Oliver v. Oliver

561 So. 2d 908, 1990 WL 60944
CourtLouisiana Court of Appeal
DecidedMay 9, 1990
Docket21438-CA
StatusPublished
Cited by15 cases

This text of 561 So. 2d 908 (Oliver v. Oliver) is published on Counsel Stack Legal Research, covering Louisiana Court of Appeal primary law. Counsel Stack provides free access to over 12 million legal documents including statutes, case law, regulations, and constitutions.

Bluebook
Oliver v. Oliver, 561 So. 2d 908, 1990 WL 60944 (La. Ct.

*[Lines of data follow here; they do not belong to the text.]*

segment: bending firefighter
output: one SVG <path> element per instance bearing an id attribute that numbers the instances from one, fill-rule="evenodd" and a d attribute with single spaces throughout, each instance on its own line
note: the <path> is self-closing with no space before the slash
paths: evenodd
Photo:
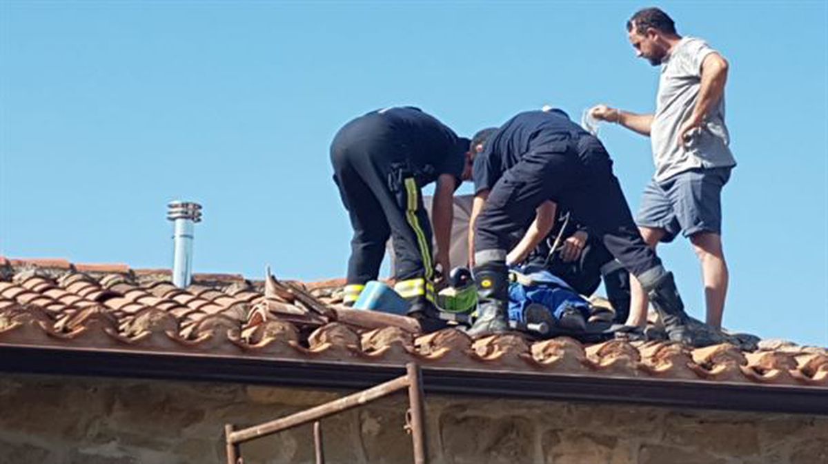
<path id="1" fill-rule="evenodd" d="M 344 304 L 353 304 L 365 284 L 377 279 L 390 237 L 394 289 L 425 330 L 436 328 L 435 267 L 451 269 L 452 197 L 471 177 L 469 140 L 417 108 L 385 108 L 343 127 L 331 144 L 330 160 L 354 227 Z M 421 193 L 434 181 L 436 256 Z"/>
<path id="2" fill-rule="evenodd" d="M 520 113 L 488 137 L 475 136 L 475 151 L 480 143 L 471 224 L 479 303 L 470 335 L 508 330 L 507 254 L 519 231 L 548 233 L 554 202 L 589 227 L 641 282 L 670 339 L 695 343 L 672 273 L 638 233 L 613 162 L 596 137 L 553 109 Z"/>

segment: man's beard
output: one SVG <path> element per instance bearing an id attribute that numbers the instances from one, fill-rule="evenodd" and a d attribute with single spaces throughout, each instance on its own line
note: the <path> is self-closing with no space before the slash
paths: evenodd
<path id="1" fill-rule="evenodd" d="M 647 56 L 647 60 L 649 61 L 650 65 L 652 65 L 653 66 L 661 66 L 667 55 L 667 50 L 659 49 L 655 51 L 652 56 Z"/>

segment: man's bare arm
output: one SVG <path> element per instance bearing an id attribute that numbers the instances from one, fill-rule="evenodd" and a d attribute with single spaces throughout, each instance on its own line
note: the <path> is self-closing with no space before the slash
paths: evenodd
<path id="1" fill-rule="evenodd" d="M 529 256 L 544 238 L 549 235 L 555 225 L 555 213 L 557 205 L 551 201 L 546 201 L 537 207 L 535 220 L 527 229 L 520 242 L 509 251 L 506 256 L 506 263 L 509 265 L 518 264 Z"/>
<path id="2" fill-rule="evenodd" d="M 474 222 L 483 211 L 484 205 L 489 199 L 489 190 L 480 190 L 474 195 L 471 205 L 471 216 L 469 218 L 469 265 L 474 266 Z"/>
<path id="3" fill-rule="evenodd" d="M 456 179 L 450 174 L 442 174 L 437 178 L 431 204 L 431 218 L 434 222 L 434 238 L 437 242 L 435 264 L 442 266 L 445 275 L 451 270 L 449 248 L 451 246 L 451 223 L 454 222 L 454 194 Z"/>
<path id="4" fill-rule="evenodd" d="M 633 132 L 650 136 L 650 128 L 652 127 L 652 114 L 636 114 L 619 108 L 609 108 L 607 105 L 597 105 L 590 110 L 596 119 L 608 122 L 617 122 Z"/>
<path id="5" fill-rule="evenodd" d="M 699 97 L 690 119 L 679 129 L 679 142 L 683 141 L 687 134 L 701 127 L 705 117 L 719 103 L 724 94 L 724 84 L 729 65 L 718 53 L 710 53 L 701 62 L 701 82 L 699 84 Z"/>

App. 1990).

Opinion

561 So.2d 908 (1990)

James E. OLIVER, Plaintiff-Appellant,
v.
Joe Ann Cotton OLIVER, Defendant-Appellee.

No. 21438-CA.

Court of Appeal of Louisiana, Second Circuit.

May 9, 1990.

*909 Love, Rigby, Dehan, McDaniel & Goode, by Hani E. Dehan & Kenneth Rigby, Shreveport, for plaintiff-appellant.

J. Peyton Moore, Shreveport, for defendant-appellee.

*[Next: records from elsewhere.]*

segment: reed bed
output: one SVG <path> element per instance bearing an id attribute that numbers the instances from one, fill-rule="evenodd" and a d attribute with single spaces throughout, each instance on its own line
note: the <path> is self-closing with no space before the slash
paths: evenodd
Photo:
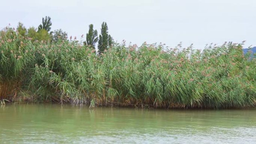
<path id="1" fill-rule="evenodd" d="M 159 108 L 256 104 L 256 60 L 243 43 L 164 49 L 115 45 L 99 56 L 78 41 L 0 34 L 0 98 L 12 101 Z"/>

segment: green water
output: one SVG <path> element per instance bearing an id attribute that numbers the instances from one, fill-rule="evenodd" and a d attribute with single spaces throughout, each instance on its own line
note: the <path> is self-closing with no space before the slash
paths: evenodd
<path id="1" fill-rule="evenodd" d="M 0 144 L 256 144 L 256 109 L 0 108 Z"/>

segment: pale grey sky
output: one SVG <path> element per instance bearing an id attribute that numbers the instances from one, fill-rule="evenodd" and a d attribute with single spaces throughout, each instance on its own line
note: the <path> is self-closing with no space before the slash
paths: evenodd
<path id="1" fill-rule="evenodd" d="M 174 47 L 182 42 L 202 49 L 211 43 L 256 46 L 256 1 L 253 0 L 8 0 L 1 2 L 0 28 L 23 22 L 37 27 L 45 16 L 52 30 L 80 38 L 93 24 L 99 33 L 106 21 L 115 40 L 144 42 Z"/>

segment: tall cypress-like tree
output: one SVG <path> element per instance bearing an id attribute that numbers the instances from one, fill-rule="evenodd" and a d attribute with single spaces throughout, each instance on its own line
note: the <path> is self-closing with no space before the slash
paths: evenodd
<path id="1" fill-rule="evenodd" d="M 101 34 L 99 36 L 98 48 L 100 53 L 107 49 L 108 46 L 111 46 L 113 43 L 113 38 L 109 34 L 107 25 L 106 22 L 103 22 L 101 24 Z"/>
<path id="2" fill-rule="evenodd" d="M 25 35 L 27 34 L 27 30 L 26 28 L 23 25 L 23 24 L 21 22 L 19 22 L 18 25 L 17 27 L 17 30 L 19 32 L 19 34 L 25 37 Z"/>
<path id="3" fill-rule="evenodd" d="M 91 45 L 95 49 L 95 44 L 98 40 L 97 30 L 93 30 L 92 24 L 89 25 L 89 31 L 86 34 L 86 42 L 85 42 L 85 44 Z"/>
<path id="4" fill-rule="evenodd" d="M 45 29 L 48 32 L 50 31 L 52 26 L 52 22 L 51 21 L 51 17 L 49 16 L 46 16 L 45 18 L 42 18 L 42 24 L 40 24 L 38 26 L 38 31 L 42 29 Z"/>

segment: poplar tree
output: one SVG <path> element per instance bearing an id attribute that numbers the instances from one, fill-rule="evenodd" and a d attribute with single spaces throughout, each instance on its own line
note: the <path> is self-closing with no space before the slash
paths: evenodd
<path id="1" fill-rule="evenodd" d="M 49 16 L 46 16 L 45 18 L 42 18 L 42 24 L 40 24 L 38 26 L 38 31 L 42 29 L 45 29 L 48 32 L 50 31 L 52 26 L 52 22 L 51 21 L 51 17 Z"/>
<path id="2" fill-rule="evenodd" d="M 108 46 L 111 46 L 113 44 L 113 38 L 109 34 L 107 25 L 106 22 L 103 22 L 101 24 L 101 34 L 99 36 L 98 48 L 99 52 L 103 52 L 104 50 L 107 49 Z"/>
<path id="3" fill-rule="evenodd" d="M 86 34 L 86 41 L 84 42 L 84 43 L 92 46 L 95 49 L 95 44 L 98 40 L 97 30 L 93 30 L 92 24 L 89 25 L 89 31 Z"/>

Before MARVIN, LINDSAY and HIGHTOWER, JJ.

LINDSAY, Judge.

This appeal arises from a judgment rendered in a suit for judicial partition of the community between James E. Oliver and Joe Ann Cotton Oliver. Mr. Oliver appealed, citing several alleged errors by the trial court. Mrs. Oliver answered the appeal.

FACTS

The parties were married June 3, 1959. Of this marriage two children were born, both of whom have now achieved majority. The parties physically separated in July of 1982. Mrs. Oliver moved to Lafayette, Louisiana, where she obtained employment. Mr. Oliver remained at the matrimonial domicile in Shreveport.

On September 23, 1982, Mr. Oliver filed a petition for separation. Mrs. Oliver did not contest these proceedings, and a judgment of legal separation was signed October 27, 1982. At this point, the community was dissolved, retroactive to the filing of the separation suit on September 23, 1982.

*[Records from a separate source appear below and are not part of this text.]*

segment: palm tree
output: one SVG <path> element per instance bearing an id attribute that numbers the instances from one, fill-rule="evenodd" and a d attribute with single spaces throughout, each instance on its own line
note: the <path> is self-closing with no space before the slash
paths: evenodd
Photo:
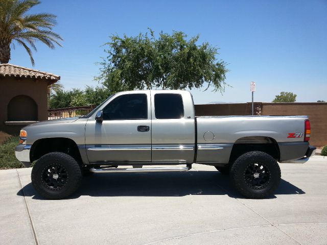
<path id="1" fill-rule="evenodd" d="M 1 63 L 8 63 L 10 60 L 10 44 L 13 41 L 26 50 L 33 66 L 31 48 L 36 51 L 36 41 L 40 41 L 52 49 L 55 48 L 55 44 L 61 46 L 59 42 L 62 38 L 52 31 L 57 23 L 57 16 L 46 13 L 26 14 L 39 4 L 38 0 L 0 0 Z M 14 48 L 14 43 L 12 44 Z"/>

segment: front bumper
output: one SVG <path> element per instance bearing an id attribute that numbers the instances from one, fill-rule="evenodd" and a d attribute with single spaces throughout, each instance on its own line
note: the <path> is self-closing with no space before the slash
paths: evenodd
<path id="1" fill-rule="evenodd" d="M 308 161 L 310 157 L 315 155 L 316 149 L 316 148 L 309 145 L 309 148 L 308 148 L 308 150 L 307 150 L 307 152 L 306 153 L 306 155 L 302 158 L 296 160 L 283 161 L 281 162 L 283 163 L 305 163 Z"/>
<path id="2" fill-rule="evenodd" d="M 15 148 L 15 155 L 16 158 L 25 167 L 31 166 L 30 161 L 30 151 L 31 144 L 18 144 Z"/>

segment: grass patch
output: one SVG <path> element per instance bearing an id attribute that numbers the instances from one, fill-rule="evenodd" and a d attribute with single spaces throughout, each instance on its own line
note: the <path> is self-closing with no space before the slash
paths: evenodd
<path id="1" fill-rule="evenodd" d="M 24 167 L 15 156 L 15 147 L 19 141 L 19 137 L 12 136 L 0 144 L 0 169 Z"/>

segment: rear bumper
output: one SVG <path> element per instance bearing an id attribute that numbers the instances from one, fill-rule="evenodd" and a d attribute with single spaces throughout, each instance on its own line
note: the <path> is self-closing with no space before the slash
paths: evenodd
<path id="1" fill-rule="evenodd" d="M 30 161 L 30 144 L 18 144 L 15 148 L 16 158 L 25 167 L 31 166 Z"/>
<path id="2" fill-rule="evenodd" d="M 309 145 L 308 150 L 307 150 L 307 152 L 306 153 L 306 155 L 302 157 L 302 158 L 300 158 L 299 159 L 296 160 L 290 160 L 287 161 L 283 161 L 281 162 L 282 163 L 305 163 L 308 161 L 309 158 L 312 156 L 314 156 L 316 154 L 316 148 L 314 146 L 312 146 L 311 145 Z"/>

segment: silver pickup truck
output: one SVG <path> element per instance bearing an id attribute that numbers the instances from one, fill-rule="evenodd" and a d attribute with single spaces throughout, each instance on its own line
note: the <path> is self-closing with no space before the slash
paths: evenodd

*910 On April 29, 1983, Mr. Oliver filed a petition for divorce. The divorce was granted by judgment signed on June 1, 1983.

On June 15, 1987, Mrs. Oliver filed a petition for judicial partition of the community property. After lengthy discovery proceedings, trial on the merits was held on February 10, 1989. On the same day, in response to Mrs. Oliver's claims for an accounting for community funds allegedly withdrawn by Mr. Oliver, Mr. Oliver filed an exception of prescription based on LSA-C.C. Art. 2369. This article provides that the obligation to account prescribes in three years from the date of the termination of the community property regime.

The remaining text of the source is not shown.